In Obsidio, the refugees realize that there is no way for them to get back to a more central system, and the captain of the Hypatia decides their only option is to return to Kerenza IV. With the Hypatia falling to pieces, the decision is made to transfer everyone to the Mao and scuttle the ship. Kady argues in favor of leaving a beacon, with information about the attack, but the captain shuts her down. Determined that the destruction of Kerenza IV and Heimdall Station be documented, Kady resurrects AIDAN on the Mao, with the hope that, with help from Ezra, Hanna, Nik, and Nik’s hacker cousin Ella, it will compile the information. In the meantime, the adults from Heimdall have noticed that teenagers seem to be running things, and object strenuously, on the grounds that they are more qualified and have better judgement than teenagers do. AIDAN notes that there are more people on the Mao than life support is capable of supporting for the time that it will take to travel back to Kerenza IV.

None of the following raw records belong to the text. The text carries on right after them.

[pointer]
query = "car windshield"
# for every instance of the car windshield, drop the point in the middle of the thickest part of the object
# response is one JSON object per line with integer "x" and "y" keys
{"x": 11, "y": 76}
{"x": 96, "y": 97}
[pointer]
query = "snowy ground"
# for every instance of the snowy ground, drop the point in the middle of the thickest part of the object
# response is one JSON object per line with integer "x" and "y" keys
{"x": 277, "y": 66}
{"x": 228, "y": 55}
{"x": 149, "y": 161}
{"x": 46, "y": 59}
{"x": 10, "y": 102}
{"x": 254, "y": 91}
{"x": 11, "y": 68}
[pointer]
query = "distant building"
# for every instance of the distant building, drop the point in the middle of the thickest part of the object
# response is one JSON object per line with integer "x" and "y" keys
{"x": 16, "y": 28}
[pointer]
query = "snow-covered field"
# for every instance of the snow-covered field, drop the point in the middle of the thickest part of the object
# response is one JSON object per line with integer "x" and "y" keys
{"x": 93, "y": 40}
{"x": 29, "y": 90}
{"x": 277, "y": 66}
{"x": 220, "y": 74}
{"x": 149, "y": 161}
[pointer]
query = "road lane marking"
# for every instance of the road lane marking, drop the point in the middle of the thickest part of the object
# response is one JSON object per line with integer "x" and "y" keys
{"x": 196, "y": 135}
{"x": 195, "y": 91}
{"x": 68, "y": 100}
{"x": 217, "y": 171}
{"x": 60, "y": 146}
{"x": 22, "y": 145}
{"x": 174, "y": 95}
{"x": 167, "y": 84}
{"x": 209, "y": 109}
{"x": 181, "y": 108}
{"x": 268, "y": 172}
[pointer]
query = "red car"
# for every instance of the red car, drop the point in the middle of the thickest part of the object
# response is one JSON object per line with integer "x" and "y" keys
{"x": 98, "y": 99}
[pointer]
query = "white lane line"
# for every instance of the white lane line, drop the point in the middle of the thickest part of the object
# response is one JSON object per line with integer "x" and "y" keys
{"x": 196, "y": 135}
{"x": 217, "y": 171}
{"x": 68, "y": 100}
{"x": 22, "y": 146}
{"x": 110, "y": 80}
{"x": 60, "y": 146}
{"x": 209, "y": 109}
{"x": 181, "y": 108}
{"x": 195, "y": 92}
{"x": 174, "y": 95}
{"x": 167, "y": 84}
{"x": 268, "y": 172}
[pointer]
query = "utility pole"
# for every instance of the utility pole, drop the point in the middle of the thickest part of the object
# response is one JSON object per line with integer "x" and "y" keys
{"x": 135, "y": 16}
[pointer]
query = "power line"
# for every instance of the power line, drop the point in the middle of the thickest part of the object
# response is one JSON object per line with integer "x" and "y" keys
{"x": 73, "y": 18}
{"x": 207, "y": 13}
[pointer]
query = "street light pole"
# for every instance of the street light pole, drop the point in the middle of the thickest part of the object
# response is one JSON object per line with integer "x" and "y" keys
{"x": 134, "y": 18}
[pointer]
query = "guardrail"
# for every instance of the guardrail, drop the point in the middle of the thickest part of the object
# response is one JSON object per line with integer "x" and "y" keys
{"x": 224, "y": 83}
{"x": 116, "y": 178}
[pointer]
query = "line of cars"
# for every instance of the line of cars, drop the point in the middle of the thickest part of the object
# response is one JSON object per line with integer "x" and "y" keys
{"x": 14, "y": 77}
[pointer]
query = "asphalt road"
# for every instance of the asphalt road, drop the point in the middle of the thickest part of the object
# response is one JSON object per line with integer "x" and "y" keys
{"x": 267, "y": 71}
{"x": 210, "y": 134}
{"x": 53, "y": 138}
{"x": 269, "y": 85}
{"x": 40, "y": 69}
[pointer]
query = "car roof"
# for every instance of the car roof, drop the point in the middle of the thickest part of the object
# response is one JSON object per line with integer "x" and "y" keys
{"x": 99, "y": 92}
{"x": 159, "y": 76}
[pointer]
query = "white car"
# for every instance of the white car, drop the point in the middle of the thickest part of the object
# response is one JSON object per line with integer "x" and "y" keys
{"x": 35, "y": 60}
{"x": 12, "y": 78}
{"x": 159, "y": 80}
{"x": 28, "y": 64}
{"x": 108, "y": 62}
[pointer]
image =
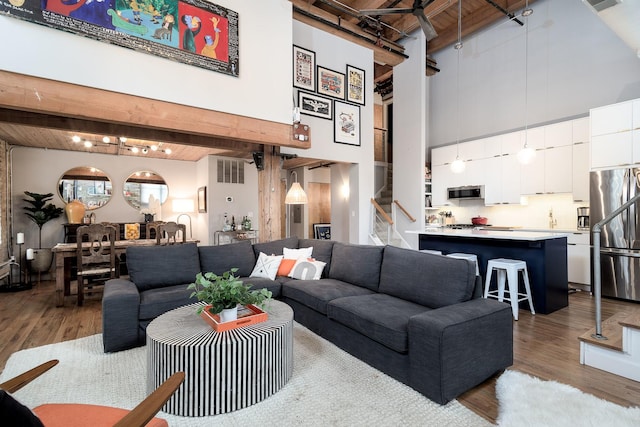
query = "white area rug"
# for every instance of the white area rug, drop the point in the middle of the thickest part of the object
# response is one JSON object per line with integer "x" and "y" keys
{"x": 329, "y": 388}
{"x": 529, "y": 401}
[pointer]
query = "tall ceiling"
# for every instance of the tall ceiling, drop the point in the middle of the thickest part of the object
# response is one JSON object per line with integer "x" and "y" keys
{"x": 382, "y": 33}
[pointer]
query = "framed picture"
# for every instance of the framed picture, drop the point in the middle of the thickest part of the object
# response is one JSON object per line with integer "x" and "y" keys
{"x": 346, "y": 123}
{"x": 304, "y": 68}
{"x": 355, "y": 85}
{"x": 322, "y": 231}
{"x": 330, "y": 83}
{"x": 202, "y": 199}
{"x": 314, "y": 105}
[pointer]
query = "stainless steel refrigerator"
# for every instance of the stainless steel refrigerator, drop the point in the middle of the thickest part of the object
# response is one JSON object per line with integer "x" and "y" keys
{"x": 620, "y": 239}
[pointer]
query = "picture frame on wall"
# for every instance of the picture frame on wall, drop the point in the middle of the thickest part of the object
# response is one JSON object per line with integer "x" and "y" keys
{"x": 355, "y": 85}
{"x": 202, "y": 199}
{"x": 314, "y": 105}
{"x": 346, "y": 123}
{"x": 322, "y": 231}
{"x": 330, "y": 83}
{"x": 304, "y": 68}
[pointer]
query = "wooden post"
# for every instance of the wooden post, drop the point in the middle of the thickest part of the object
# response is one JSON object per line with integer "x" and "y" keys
{"x": 269, "y": 195}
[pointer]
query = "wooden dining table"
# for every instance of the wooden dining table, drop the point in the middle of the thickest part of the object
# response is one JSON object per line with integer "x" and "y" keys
{"x": 65, "y": 253}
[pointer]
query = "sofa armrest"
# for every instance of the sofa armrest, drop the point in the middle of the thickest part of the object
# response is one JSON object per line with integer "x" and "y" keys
{"x": 454, "y": 348}
{"x": 120, "y": 307}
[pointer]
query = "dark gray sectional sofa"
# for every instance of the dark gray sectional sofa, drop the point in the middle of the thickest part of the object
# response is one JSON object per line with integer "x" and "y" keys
{"x": 416, "y": 316}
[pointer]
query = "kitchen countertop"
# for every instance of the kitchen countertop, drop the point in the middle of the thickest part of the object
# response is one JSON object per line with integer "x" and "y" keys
{"x": 490, "y": 234}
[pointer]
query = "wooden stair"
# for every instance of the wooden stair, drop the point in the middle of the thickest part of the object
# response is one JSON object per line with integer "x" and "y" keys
{"x": 620, "y": 352}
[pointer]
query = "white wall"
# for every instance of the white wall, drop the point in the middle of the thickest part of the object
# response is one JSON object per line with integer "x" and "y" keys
{"x": 575, "y": 63}
{"x": 409, "y": 136}
{"x": 335, "y": 53}
{"x": 265, "y": 64}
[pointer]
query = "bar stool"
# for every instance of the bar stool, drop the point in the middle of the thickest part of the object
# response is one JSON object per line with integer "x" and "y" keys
{"x": 470, "y": 257}
{"x": 508, "y": 269}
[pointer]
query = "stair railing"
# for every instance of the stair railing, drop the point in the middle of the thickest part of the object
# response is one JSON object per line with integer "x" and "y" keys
{"x": 379, "y": 218}
{"x": 404, "y": 211}
{"x": 597, "y": 272}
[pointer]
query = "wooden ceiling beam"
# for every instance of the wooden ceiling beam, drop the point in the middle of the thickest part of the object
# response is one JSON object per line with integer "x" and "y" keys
{"x": 49, "y": 97}
{"x": 386, "y": 53}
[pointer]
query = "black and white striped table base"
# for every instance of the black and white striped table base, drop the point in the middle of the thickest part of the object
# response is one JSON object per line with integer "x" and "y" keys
{"x": 224, "y": 371}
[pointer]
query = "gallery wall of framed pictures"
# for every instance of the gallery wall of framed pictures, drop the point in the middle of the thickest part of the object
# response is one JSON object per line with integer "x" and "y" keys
{"x": 330, "y": 94}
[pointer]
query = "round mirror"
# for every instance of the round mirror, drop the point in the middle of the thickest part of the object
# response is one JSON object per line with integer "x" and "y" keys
{"x": 89, "y": 185}
{"x": 145, "y": 189}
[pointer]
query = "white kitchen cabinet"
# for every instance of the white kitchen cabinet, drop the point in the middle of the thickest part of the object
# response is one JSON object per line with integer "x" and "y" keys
{"x": 580, "y": 130}
{"x": 532, "y": 174}
{"x": 502, "y": 180}
{"x": 611, "y": 119}
{"x": 440, "y": 174}
{"x": 558, "y": 134}
{"x": 579, "y": 258}
{"x": 580, "y": 181}
{"x": 611, "y": 150}
{"x": 558, "y": 169}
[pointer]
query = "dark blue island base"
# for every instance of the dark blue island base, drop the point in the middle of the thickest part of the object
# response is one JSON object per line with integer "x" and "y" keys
{"x": 546, "y": 262}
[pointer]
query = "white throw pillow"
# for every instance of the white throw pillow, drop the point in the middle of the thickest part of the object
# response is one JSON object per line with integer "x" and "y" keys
{"x": 297, "y": 253}
{"x": 307, "y": 269}
{"x": 266, "y": 266}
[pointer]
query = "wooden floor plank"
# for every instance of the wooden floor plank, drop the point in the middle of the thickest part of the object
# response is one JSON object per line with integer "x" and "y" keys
{"x": 545, "y": 346}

Then readers get the surprise of discovering that there actually were survivors of the invasion of Kerenza IV. Not only did a significant number of the BeiTech forces end up trapped when their mobile jump platform (which could transport them to another system) was damaged, but there are still a number of miserable colonists, one of whom is Kady’s cousin Asha. When the resistance causes the deaths of the majority of techs on the planet, Asha gets a surprise– one of the replacement techs, who has been working on the jump platform, is her ex-boyfriend, Rhys, who just might be able to get a message out through BeiTech’s communications software. BeiTech is getting close to fixing its mobile jump platform, and won’t leave evidence behind, so the remaining colonists are quickly running out of time.

Horrific things happen in Obsidio. There were times I stopped breathing, or was nearly in tears. Kaufman and Kristoff do not pull their punches in describing the brutality and senselessness of war– and in this case, a war that doesn’t even attempt to disguise itself as anything else than an unapologetic attack on an economic competitor out of greed. Yet there are very few completely unsympathetic characters. What makes someone sign on to participate in a situation like this? How can someone willing to sacrifice his life for a cat command the death of innocent civilians? What makes someone whose job has been protecting others from harm lead a mutiny that ends in blood and death? Knowing that AIDAN has acted ruthlessly in the past, why does Kady keep bringing him back?

One thing that does really bother me is the way that the authors tried to humanize AIDAN. It is clear that by the end of the third book AIDAN is in love with Kady. But AIDAN, as Ella points out, is not a person, but an “it”. AIDAN’s meta-awareness is also frustrating. It somehow has realized that it is in a story and decided that “every story needs its monster”, so it will be the monster. AIDAN is the “Frankenstein” of the series, I get that, but that doesn’t need to be said over and over.

The book hangs on a million coincidences, but it does all hang together in the end.  Obsidio is creative in every way, from its design and the illustrations by Marie Lu (the book is a work of art), to the storytelling through the format of a collection of emails, instant messages, maps, and other documents. It does need to be read following the first two books in order to make sense, but, as long as all three of them are, it is absolutely worth it. I recommend reading this as a hardcover, so you can appreciate the illustrations and full-page designs, but I have also heard that it is outstanding as an audiobook. Highly recommended.